TENER EL ESPÍRITU DEL SEÑOR» (II)



«TENER EL ESPÍRITU DEL SEÑOR» (II)
por Ignace-Étienne Motte, ofm

UNA EXPERIENCIA DECISIVA

Si Francisco valora tan bien la importancia de este cambio radical de espíritu, si lo analiza con tanto acierto, ¿no será porque lo experimentó personalmente y de manera inolvidable en el umbral de su andadura espiritual?

Él mismo nos relata al principio de su Testamento: «El Señor me dio de esta manera, a mí el hermano Francisco, el comenzar a hacer penitencia...» (Test 1). Un acontecimiento de la juventud de Francisco tuvo una importancia decisiva en su itinerario. Francisco afirma con fuerza: «Y después de esto, permanecí un poco de tiempo y salí del siglo» (Test 3). Se trata del encuentro con los leprosos. En aquel momento su vida cambió de arriba abajo. Antes estaba, nos lo dice él mismo, «en pecados» (Test 1); es decir, vivía siguiendo el espíritu del mundo y buscando el éxito y la satisfacción personal. Esto incluía naturalmente el horror a los leprosos. Su bondad espontánea, subrayada a porfía por sus biógrafos, se quedaba corta ante lo que le parecía absolutamente opuesto a cuanto él apreciaba.


El leproso era el límite infranqueable del amor de Francisco.

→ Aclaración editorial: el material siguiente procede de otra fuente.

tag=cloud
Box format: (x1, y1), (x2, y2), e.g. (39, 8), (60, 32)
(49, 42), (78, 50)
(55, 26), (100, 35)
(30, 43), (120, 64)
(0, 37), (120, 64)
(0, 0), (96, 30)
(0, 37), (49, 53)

Pero he aquí que, donde las fuerzas desfallecen, el Señor pasa -«El Señor mismo me condujo en medio de ellos»- e introduce a Francisco en el impulso de su misericordia. «Y, al separarme de los mismos, aquello que me parecía amargo, se me tornó en dulzura de alma y cuerpo» (Test 3). Al igual que en el episodio del banquete con sus amigos en una noche de Asís (cf. TC 7), Francisco experimenta la dulzura de Dios; pero en el encuentro con los leprosos Francisco no es sólo beneficiario, sino también actor. Y, actuando así, nace a la vida de Dios, entra en el mundo de Dios: en espíritu ya ha «salido del siglo».

Es un cambio radical. Un cambio de gusto: lo amargo se transforma en dulzura. Un cambio de apreciación de lo que se entiende por «triunfar». Un cambio del sentido de la vida: el ambicioso Francisco ya no piensa en llegar a la cumbre para ser el más grande, sino, al contrario, en abajarse para aproximarse todo lo posible al más pequeño. Un cambio incluso de su imagen de Dios: Éste deja de parecerle el majestuoso Soberano de Espoleto, que va a izarlo a la cima de la Gloria, y reviste los rasgos de Cristo pobre y crucificado, hecho leproso por amor a nosotros. Francisco entrevé de repente que la verdadera grandeza, la única grandeza, es la del amor, y que nada hay más importante en el mundo que encender una chispa de alegría en el ojo tumefacto del leproso. Cambio de gusto, cambio de vida, cambio de Dios: el encuentro con los leprosos es verdaderamente la «conversión» de Francisco.

Esta transformación es obra de Dios: sólo Él puede dar un corazón nuevo; sólo Él puede sustituir el espíritu terreno por el Espíritu Santo; sólo Él puede producir el nuevo nacimiento que hará entrar en el Reino; sólo Él puede resucitar a los muertos. Al hombre le corresponde confesar su pobreza y mantenerse activamente disponible para Dios. Al hombre le incumbe contar lo que Dios ha hecho: «El Señor me dio de esta manera...».